Hunter-Reay began his career by winning six national karting championships before moving onto the Skip Barber program, where he was Rookie of the Year in the Barber Dodge Pro Series in 2000. He moved to Toyota Atlantic competition in 2002, and led the series with three race wins and three poles. The performance caught the attention of Stefan Johansson, who hired Ryan to drive for his first-year CART team in 2003.

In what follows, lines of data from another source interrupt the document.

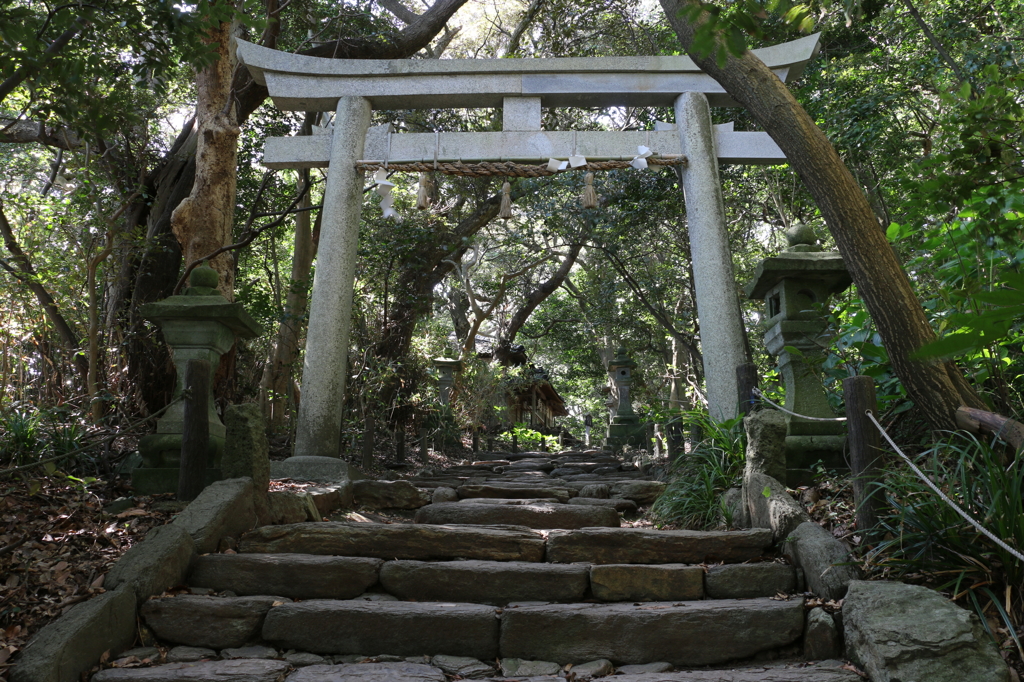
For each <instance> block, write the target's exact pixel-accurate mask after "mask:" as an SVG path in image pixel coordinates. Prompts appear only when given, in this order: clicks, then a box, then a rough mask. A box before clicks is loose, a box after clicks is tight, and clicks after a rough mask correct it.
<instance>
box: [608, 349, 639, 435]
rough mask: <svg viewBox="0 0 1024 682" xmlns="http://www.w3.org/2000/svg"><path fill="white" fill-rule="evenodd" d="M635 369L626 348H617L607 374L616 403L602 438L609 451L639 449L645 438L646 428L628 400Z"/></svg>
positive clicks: (630, 400) (631, 401)
mask: <svg viewBox="0 0 1024 682" xmlns="http://www.w3.org/2000/svg"><path fill="white" fill-rule="evenodd" d="M635 367H636V363H634V361H633V360H632V359H631V358H630V356H629V355H627V354H626V348H618V350H617V351H616V352H615V358H614V359H613V360H611V363H610V364H609V365H608V374H609V375H610V376H611V380H612V381H613V382H614V383H615V392H616V393H617V395H618V402H617V404H616V406H615V416H614V417H612V418H611V423H610V424H608V433H607V436H606V437H605V438H604V446H605V447H606V449H609V450H620V449H621V447H622V446H623V445H633V446H634V447H641V446H643V444H644V440H645V437H646V428H645V426H644V424H642V423H641V422H640V418H639V417H637V415H636V413H634V412H633V402H632V400H631V399H630V385H631V384H632V383H633V368H635Z"/></svg>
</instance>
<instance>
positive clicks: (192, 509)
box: [10, 478, 257, 682]
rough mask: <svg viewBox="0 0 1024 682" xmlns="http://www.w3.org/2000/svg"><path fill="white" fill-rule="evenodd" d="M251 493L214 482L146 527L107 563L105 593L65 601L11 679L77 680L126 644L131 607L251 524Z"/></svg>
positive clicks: (253, 522)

He became the first American rookie in 20 years to win a CART race with a victory in Australia in 2003, then set a series record by leading all 250 laps in a 2004 victory at The Milwaukee Mile. Hunter-Reay made 43 starts over three seasons with two wins, one pole and 18 top 10s. He has spent the past two seasons running part-time in the Rolex Grand American Series, where he co-drove with NASCAR Nextel Cup champion Jimmie Johnson in this year's Rolex 24 At Daytona, as well as in A1GP competition.
From USA Today:
"I've missed open-wheel," said Hunter-Reay, a promising Champ Car driver who lost his ride after the 2005 season due to lack of sponsorship. "Ever since I turned 16, this is what I've wanted to do. These are my roots and I'm going to be with a great team."
Hunter-Reay, 26, won two Champ Car races, but spent most of the last year and half running stock and sports cars. He was slated to make his first NASCAR start with Robby Gordon Motorsports at Watkins Glen, N.Y., next month before talks with team owner Bobby Rahal heated up in the recent days.
From the Columbus Dispatch:
"It just wasn't working with Jeff, and rather than wait till the end of the year, I certainly hope that Ryan will do what we think he can do," Rahal said. "We've got six races left and I think Ryan can push the envelope for us, and I think raise the game for the whole team."
The status of the other driver at Rahal Letterman Racing, Scott Sharp, was not affected.